On 13 June 2015 he played his fifth match for the Faroe Islands national football team at the Tórsvøllur stadium against Greece. The Faroe Islands won 2–1 with goals by Hallur Hansson and Brandur Olsen; Vatnhamar assisted both goals.

On 28 March 2016, Vatnhamar scored his first international goal in a 3–2 win against Liechtenstein

==International==
===International goals===
Scores and results list Faroe Islands' goal tally first.

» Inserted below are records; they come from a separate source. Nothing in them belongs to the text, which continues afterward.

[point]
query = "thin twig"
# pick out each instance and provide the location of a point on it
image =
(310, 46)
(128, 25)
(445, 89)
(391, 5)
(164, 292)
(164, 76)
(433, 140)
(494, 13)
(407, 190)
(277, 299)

| No. | Date | Venue | Opponent | Score | Result | Competition |
|---|---|---|---|---|---|---|
| 1 | 28 March 2016 | Estadio Municipal de Marbella, Marbella, Spain | Liechtenstein | 3–0 | 3–2 | Friendly |
| 2 | 15 November 2021 | Netanya Stadium, Netanya, Israel | Israel | 1–2 | 2–3 | 2022 FIFA World Cup qualification |

== Honour ==
- 2016 – Player of the year in the Faroe Islands Premier League.